Can Frontier AI Write Formally Verified Graduate Math Proofs? A New Benchmark Has the Answer.

FormalProofBench is a new private benchmark that tests whether AI models can produce graduate-level mathematical proofs that are formally verified — not just plausible-sounding, but machine-checkably correct. The results expose a gap between AI math fluency and AI mathematical rigour.

D.O.T.S AI Newsroom

AI News Desk

Mar 31, 20262 min read

Can Frontier AI Write Formally Verified Graduate Math Proofs? A New Benchmark Has the Answer.

A new benchmark called FormalProofBench (arXiv:2603.26996) has been designed to answer a question that matters for AI's role in scientific research: can frontier models write mathematical proofs at the graduate level that are not merely convincing but formally verified — checked by a machine proof assistant to be logically watertight?

Why Formal Verification Changes the Question

Most existing AI math benchmarks — MATH, AIME, competition problems — evaluate whether a model reaches the correct answer. They do not evaluate the proof's logical structure. A model can produce a persuasive wrong argument, make hidden assumptions, or skip non-trivial steps in ways that are not penalised by answer-checking evaluation. Human expert reviewers can sometimes catch these failures; formal verification always catches them.

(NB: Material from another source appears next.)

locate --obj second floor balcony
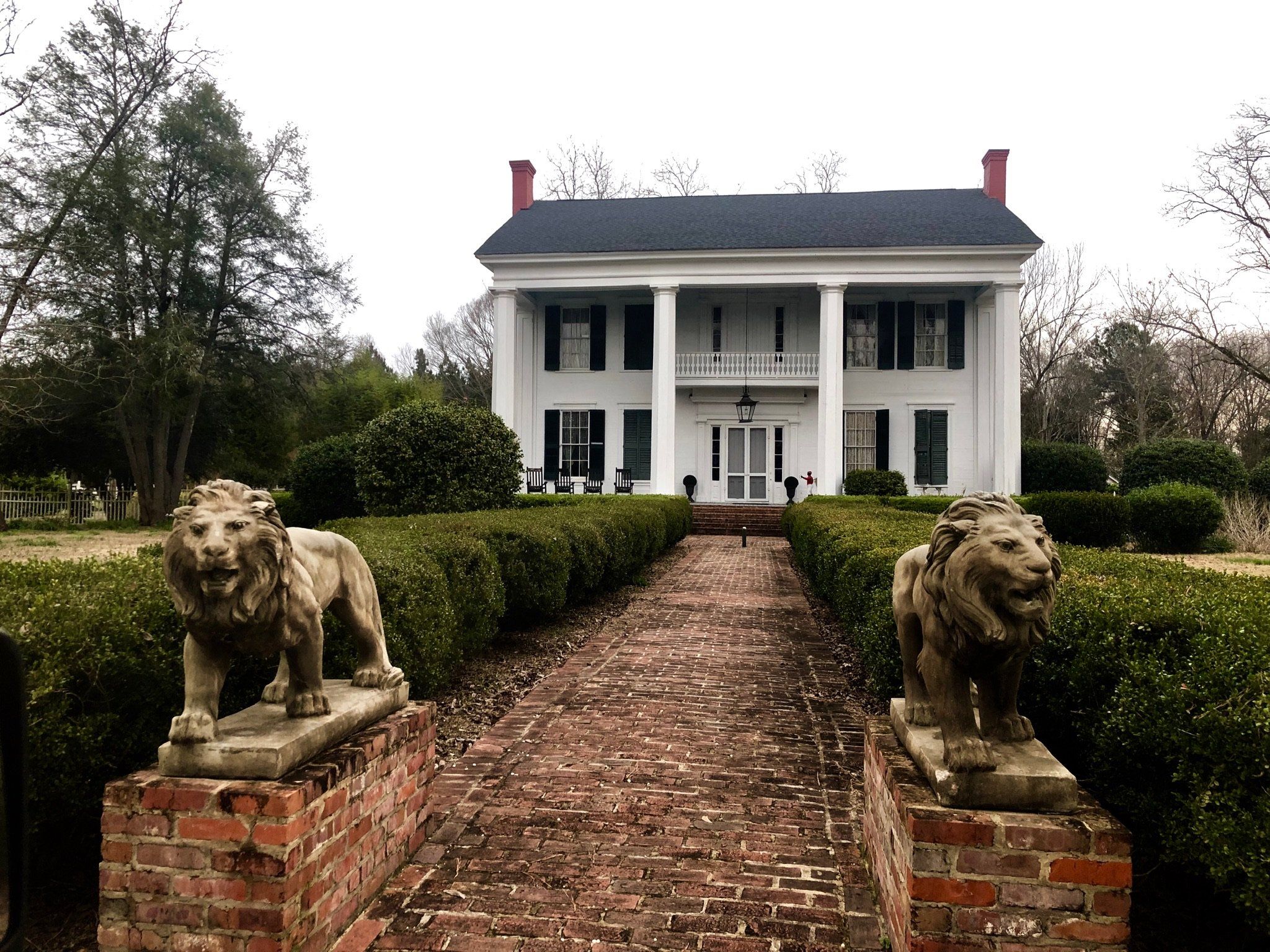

FormalProofBench pairs each natural-language problem with a formal proof checker. The task is not to give the right answer — it is to generate a proof that a mechanical verifier accepts as logically complete. This is a strictly harder requirement. It eliminates the "plausible but wrong" failure mode that inflates model performance on informal math benchmarks.

What the Results Show

The benchmark's results (detailed in the paper) reveal a performance gap between AI mathematical fluency and mathematical rigour. Models that score highly on informal math benchmarks — demonstrating apparent comprehension of graduate-level mathematics — show significantly lower performance when the evaluation requires formal verification. The drop is larger for problems requiring multi-step logical structure than for problems where algebraic manipulation dominates.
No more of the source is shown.